[open-science] UK text mining exception: sci-hub

P Kishor punk.kish at gmail.com
Sat Jul 9 12:56:56 UTC 2016


Oh man, yeah definitely you are breaking the law. Copyright is very strongly jurisdictional. Which is why streaming services are controlled by where you are located, and they, the service providers, try to determine where you are located using geoip. Subverting that by using a VPN service could also be problematic, and at least Netflix thinks it is problematic enough that it is not implementing technology to even detecting when you are using a VPN so it can stop the stream.

See, there are two things at play here:

1. Obtaining something illegally is obtaining it illegally even if you have the right to obtain it. Would you have done something illegal if instead of downloading the episode from a torrent, you had tapped into your neighbor’s home network and grabbed the legally recorded episode from his DVR. Oh you bet yes. And, if your neighbor had illegally recorded it (analogous to a torrent), then your neighbor would be in the can as well.
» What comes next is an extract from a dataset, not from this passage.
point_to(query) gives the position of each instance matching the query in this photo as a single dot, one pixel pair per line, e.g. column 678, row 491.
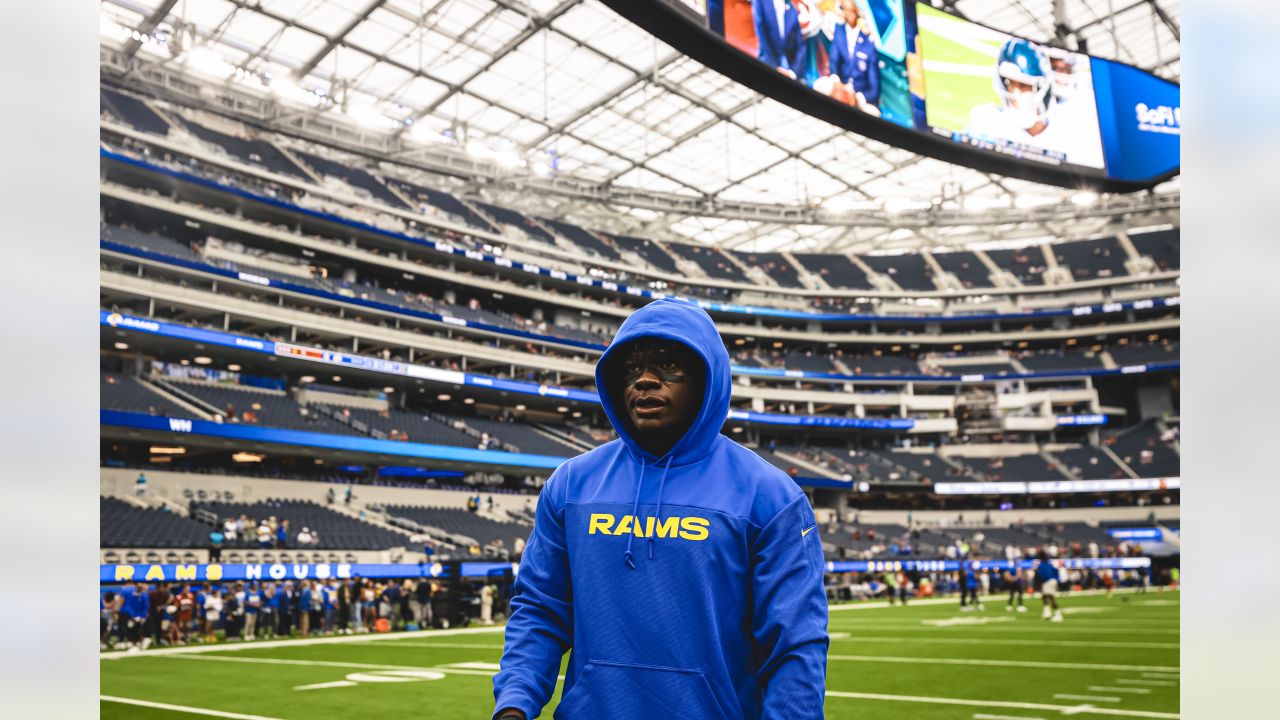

2. There is no such thing as international copyright although the Creative Commons licenses do come close to providing an "international copyright license” because of the various copyright treaties. Cross-border application of copyright happens because countries are party to various international treaties that harmonize the differences in laws (see http://punkish.org/copyright/).

A final illustration: You live in Brazil where there is copyright law. You write a book (or make a movie, whatever your passion) and put it online subject to a copyright license. I live in the country of Nocopyrightistan where, as it says on the tin, there is no copyright, and Nocopyrightistan has also not signed any treaty that Brazil has also signed. I download your creation. I have not broken any law in my country, and there is really not much you can do. You certainly can’t sue me in Nocopyrightistan because I have not broken any law. Now, what I don’t know is if I can be arrested/sued if I visit Brazil. I certainly haven’t broken any law in Brazil because when I downloaded your stuff, I was in Nocopyrightistan. But maybe there is some clause that allows for my arrest. Or, maybe you are a powerful publisher who can get the courts to move against me. We will need a real lawyer to answer this part.

> On Jul 9, 2016, at 8:27 AM, Jackson da Silva Medeiros <jackson.medeiros at ufrgs.br> wrote:
> 
> Let me put my 50 cents problematization: So, if I have cable TV, and I pay for that, and I like to watch Simpsons at night... But, I got a dinner with friends and, DAMN IT!, I lost the best Simpsons episode ever... If I get home and download the episode from a torrent, am I a lawbreaker?
> 
>  
> Just curiosity by analogy.
> 
> ---
> Jackson da Silva Medeiros
> UFRGS/FABICO/DCI
> Em 08/07/2016 13:46, P Kishor escreveu:
> 
>> yeah, just because you have the right to get something via legal means doesn’t mean you also have the right to get it via illegal means just because your legal source ist kaput temporarily.
>>> On Jul 8, 2016, at 12:20 PM, Maximilian Haeussler <maximilianh at gmail.com> wrote: The hypothetical situation I describe is: UK-based researcher, has fulltext access, cannot get fulltext due to technical circumstances that make crawling hard. So, I understand from your reply that the copyright exception applies only if you get the papers through legal means. Makes sense. It doesn't apply to me, I just asked out of curiosity. Thanks! Max On Fri, Jul 8, 2016 at 9:15 AM, P Kishor <punk.kish at gmail.com> wrote:
>>>> Is sci-hub legal in your country? If yes, then it is legal for you get papers from sci-hub. If not, then it is not legal for you to get papers from sci-hub. You always break the laws of the country where you are located, and those who believe are harmed by your action have the recourse to sue you in your country because that is where you have broken the law.
>>>>> On Jul 8, 2016, at 12:10 PM, Maximilian Haeussler <maximilianh at gmail.com> wrote: I have a naive question about copyright, sorry, and just out of curiosity: If a UK-based researcher is crawling papers but has trouble getting them because of anti-bot techniques (e.g. Karger), is it legal for her to crawl the papers from sci-hub instead?